そんな日々の中の、彼氏と過ごしたいつも通りの週末。この日のデートの別れは電車の中で、彼が先に電車を降り私を見送るかたちとなった。私はいつものように、電車から少し離れたホームに立つ彼に向かってバイバイと軽く手を振っていたのだが、電車の発車までに時間があり、彼氏がふざけ始めた。
なんてことはない。大きく腕を前後に振ってその場で行進するような動きをしただけ、なのだが、上機嫌でおちゃらけた表情と立派な中年男が子供のように行進する姿が可笑しくて、私は電車の中で彼と目を合わせながらケラケラと笑っていた。

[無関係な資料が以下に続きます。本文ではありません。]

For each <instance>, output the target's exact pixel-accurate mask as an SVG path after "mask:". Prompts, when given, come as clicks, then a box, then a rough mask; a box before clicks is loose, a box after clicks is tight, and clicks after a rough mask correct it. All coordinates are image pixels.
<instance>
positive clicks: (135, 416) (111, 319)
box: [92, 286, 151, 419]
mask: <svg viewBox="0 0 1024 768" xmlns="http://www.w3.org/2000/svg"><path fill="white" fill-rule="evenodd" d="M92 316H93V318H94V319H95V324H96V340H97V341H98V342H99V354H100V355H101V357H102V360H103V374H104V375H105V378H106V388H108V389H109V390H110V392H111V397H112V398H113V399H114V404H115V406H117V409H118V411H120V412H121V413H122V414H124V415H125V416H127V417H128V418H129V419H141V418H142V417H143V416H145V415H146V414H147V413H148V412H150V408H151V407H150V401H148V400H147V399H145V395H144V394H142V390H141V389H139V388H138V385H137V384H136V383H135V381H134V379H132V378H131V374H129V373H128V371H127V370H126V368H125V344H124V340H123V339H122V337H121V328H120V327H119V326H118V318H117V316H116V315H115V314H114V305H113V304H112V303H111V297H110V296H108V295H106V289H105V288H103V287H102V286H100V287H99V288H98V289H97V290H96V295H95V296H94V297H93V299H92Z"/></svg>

そして、彼はたぶん私が笑っているのを見て、もっと笑わせようとますます大袈裟な動きをした。
私はますます笑った。
笑いながら思っていた。
こりゃたまらん。
かわいすぎ。
小さな優しさもうれしい。
少年のように調子に乗ってるとこも愛しい。
もうどうしよう。
たまらなく彼が好き……。
やっぱり……、愛は勝つ?古……。アラフォーの憂鬱さが吹き飛んだ。まだこれから揺れ動くのだと思うのだけど、頭で考えても仕方がないのかもしれない。
愛は感じるもの、っていう名言があった気がするけど、だれの言葉だったっけな?